Thanks Brent, I noticed that you mentioned about a potential issue with paired end read that not taken up by fastx_toolkit ( Filtering Paired End Reads ) Does this tool take care of that?
If you're just converting, not filtering that won't be an issue. If you filter after the conversion (for whatever reason), then yes, you'll probably have to figure out how to make sure you get neither or both reads.
Thanks. I am posted another question on filtering I am not sure if it is good to do the filtering of the reads before / after the QC makes much difference.
I'm not so familiar with C. If I want to use this script to convert fastq illumina quality score to fastq sanger quality score, what command should I run?
A dirty and quick solution would be to make a FASTA file with Ns or any other rarely occurring homopolymer sequence of length equal to your read length. Align you FATSQ file against this reference with any quality aware aligner like BWA or Bowtie to get the BAM file (you can parallelize it for speed). Now by definition in BAM file quality scores are recored as Sanger scores. All the reads will be reported only once as unaligned reads. Now you can use Picard to get the Fastq back from the BAM file with Sanger scores!

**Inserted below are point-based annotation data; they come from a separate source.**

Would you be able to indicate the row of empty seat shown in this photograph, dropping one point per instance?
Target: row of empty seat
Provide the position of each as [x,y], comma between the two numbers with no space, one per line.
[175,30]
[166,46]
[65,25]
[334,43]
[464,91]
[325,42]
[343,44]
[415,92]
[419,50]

Note: there is a difference in the way quality scores are recored in Ilummina Fastq files pre and post 1.3 version of Casava.
For anyone dealing with the problem of various fastq encoding schemes and looking to do some sanity checks on their method of conversion. Or, if you just want to look up the phred score for specific ascii code under one of the different schemes. I have found this blog entry extremely useful. It provides Sanger (And Illumina 1.3+ (And Solexa)) Phred Score (Q) ASCII Glyph Base Error Conversion Tables.
fq_all2std.pl is outdated...
What does it mean? The script is not suitable?
I think converting to the sanger scale should be the first step.
@lh3: Thanks for the info. I am wondering whether I should do the data-cleanup before / after converting the illumina to sanger score. Please let me know your thoughts.
Thanks @lh3 !!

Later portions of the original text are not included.